I agree James wrote a great article, Wojtek, but you seem to have read a different article than I did. I don't know how you can interpret Roddick's story as an inspiring one that offers "hope that the Left can think progressively and adapt to changing times." Roddick's is a cautionary tale of self-serving entrepreneurs' chameleon-like ability to exploit the world's
poor and line their own pockets by adopting a patina of progressivism. Roddick was a palpable fraud.
[WS:] We must have indeed read two different articles. I personally think that selfless-altruism to save the "wretched of the earth" is a bunch of crock - nothing more than thinly veiled self-serving posturing to boost one's radical credentials, image and social standing. I have much more respect for those who help themselves and teach others how to do likewise & provide others with some tools to make that self help more efficient. Roddick seem to do just that and by doing so she accomplished, imho, far more than all the long-winded self-styled radicals and pomo theorists combined.
Far from "exploiting the poor" which I presume is a lefty code word for handouts i.e. philanthropy or manna falling from the sky, Roddick tried to help them being more self-sufficient by providing market access for their products. Obviously, there limits what a single person or an institution can do in this respect, but that seems to be a far superior way of helping the poor than guilt tripping and exhortations against "yuppies" practiced by self-styled radicals. I would go as far as saying that buying their handicrafts was probably more effective than, say, training them to be IT technicians or industrial workers with zero prospects of employment in their own countries.

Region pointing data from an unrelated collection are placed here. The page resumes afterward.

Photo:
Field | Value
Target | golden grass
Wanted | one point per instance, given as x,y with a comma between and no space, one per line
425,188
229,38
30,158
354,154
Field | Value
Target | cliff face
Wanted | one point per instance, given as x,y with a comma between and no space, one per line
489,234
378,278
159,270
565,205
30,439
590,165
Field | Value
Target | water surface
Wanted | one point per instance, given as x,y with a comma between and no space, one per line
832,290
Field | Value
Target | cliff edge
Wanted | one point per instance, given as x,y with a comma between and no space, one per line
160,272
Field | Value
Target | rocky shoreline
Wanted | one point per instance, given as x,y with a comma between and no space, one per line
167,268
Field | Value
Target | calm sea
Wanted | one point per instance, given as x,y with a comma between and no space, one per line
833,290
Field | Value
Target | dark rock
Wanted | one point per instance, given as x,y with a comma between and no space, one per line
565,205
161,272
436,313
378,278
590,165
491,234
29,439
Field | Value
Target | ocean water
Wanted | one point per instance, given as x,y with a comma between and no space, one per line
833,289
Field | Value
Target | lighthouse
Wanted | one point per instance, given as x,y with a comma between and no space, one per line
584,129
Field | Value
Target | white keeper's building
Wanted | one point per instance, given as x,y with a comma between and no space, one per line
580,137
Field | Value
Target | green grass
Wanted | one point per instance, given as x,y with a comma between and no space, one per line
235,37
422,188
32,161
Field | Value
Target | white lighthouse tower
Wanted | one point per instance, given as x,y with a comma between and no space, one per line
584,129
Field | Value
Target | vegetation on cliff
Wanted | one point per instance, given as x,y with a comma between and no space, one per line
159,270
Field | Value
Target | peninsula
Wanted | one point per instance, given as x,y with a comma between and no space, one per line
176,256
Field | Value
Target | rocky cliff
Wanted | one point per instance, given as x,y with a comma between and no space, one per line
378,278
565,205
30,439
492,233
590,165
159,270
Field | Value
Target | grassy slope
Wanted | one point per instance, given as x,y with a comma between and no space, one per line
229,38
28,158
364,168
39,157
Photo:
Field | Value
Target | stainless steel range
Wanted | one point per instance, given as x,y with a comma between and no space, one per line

And that it is subsumed under the rubric of capitalism? That reminds me of an anecdote of a staunch Irish atheist who was once asked by his own son whether he should marry the girl he loved in a church, as she insisted. "Of course, if you love the girl." replied the father. "All that church stuff is nothing but empty babble that does not matter a bit." So whether it is called, capitalism, Christianity or shit on a stick - it is all but empty talk. What matters is the material effect it has.